250 Coho into creek
After months of raising and carefully monitoring hundreds of fry, students of Clark Elementary let them go last week.
Students in Liza Rickey and Ellen Ferrin’s classes released their salmon on April 3, but not until after they tested the water of Issaquah Creek.
The classes, which raised the salmon from the egg stage in an aquarium tank at the school since January, released 250 small Coho salmon into the creek.
“It’s like letting go of your favorite stuffed animal,” fifth-grader Jane Heffernan said. “You want it to go to a good home.”
The classes have been monitoring the water quality of Issaquah Creek all year long, and their worries about high phosphate levels prompted them to hold an eco-friendly car wash in March.

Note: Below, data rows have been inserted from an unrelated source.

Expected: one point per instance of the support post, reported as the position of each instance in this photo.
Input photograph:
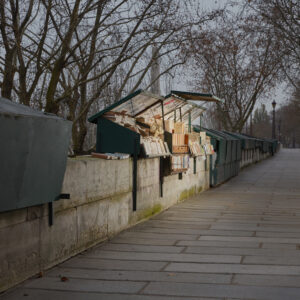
(161, 177)
(134, 175)
(163, 114)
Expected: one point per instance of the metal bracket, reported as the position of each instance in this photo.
(50, 207)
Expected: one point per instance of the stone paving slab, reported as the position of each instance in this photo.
(82, 285)
(113, 264)
(284, 253)
(267, 280)
(36, 294)
(238, 241)
(233, 269)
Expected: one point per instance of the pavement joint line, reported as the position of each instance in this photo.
(184, 250)
(143, 288)
(163, 269)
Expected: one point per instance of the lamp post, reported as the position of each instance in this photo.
(273, 123)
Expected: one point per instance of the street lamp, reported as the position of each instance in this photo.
(273, 124)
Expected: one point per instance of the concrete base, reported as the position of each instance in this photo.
(100, 207)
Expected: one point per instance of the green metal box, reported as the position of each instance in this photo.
(34, 148)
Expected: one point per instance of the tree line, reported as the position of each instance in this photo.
(73, 58)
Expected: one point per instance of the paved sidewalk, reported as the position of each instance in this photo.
(238, 241)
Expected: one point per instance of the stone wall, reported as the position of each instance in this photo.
(100, 206)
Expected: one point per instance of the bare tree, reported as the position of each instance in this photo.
(71, 57)
(280, 19)
(238, 65)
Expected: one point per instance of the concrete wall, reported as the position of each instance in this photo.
(252, 156)
(100, 206)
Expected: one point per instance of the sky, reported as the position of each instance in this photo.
(280, 94)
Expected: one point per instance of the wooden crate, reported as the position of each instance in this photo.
(180, 149)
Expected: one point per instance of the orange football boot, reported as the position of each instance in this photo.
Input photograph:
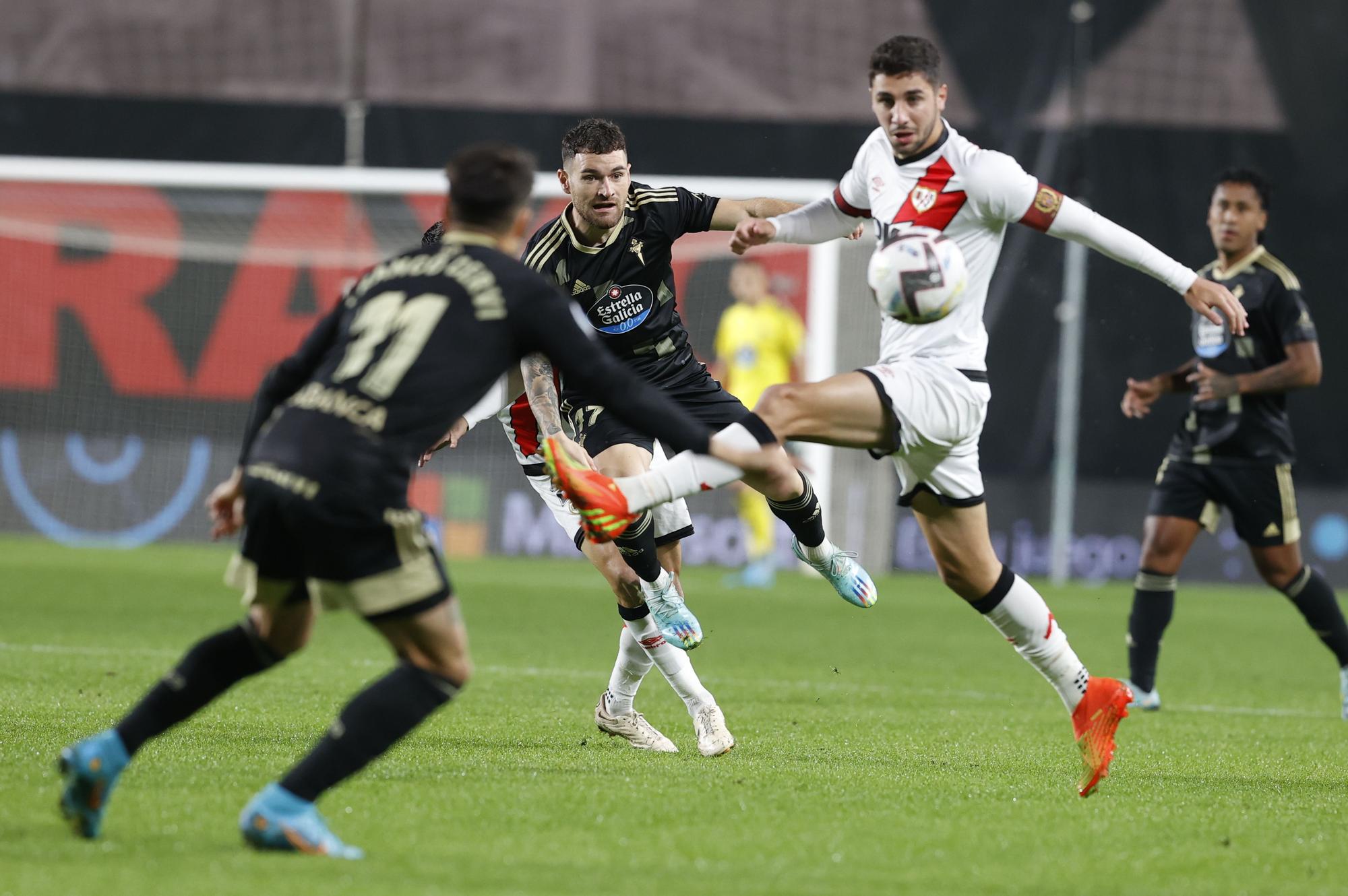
(598, 501)
(1094, 722)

On the day they released the salmon, the class also tested the turbidity, pH, temperature, phosphates, nitrates and dissolved oxygen levels in the creek.
The classes still have a few salmon that they will continue to let grow in the aquarium until June.
“We couldn’t catch them,” Rickey said. “I didn’t expect that to be so hard.”
The test results on the creek water came back fairly normal, with the pH, temperature and nitrates all in the healthy range. Dissolved oxygen came back at an unhealthy level. Two readings of the phosphate levels had different results: one test reading 1, which is healthy and the other at 4, which is not.
“(Those two measurements) average to 2.5, which is kinda healthy,” fifth-grader Hannah Matson said.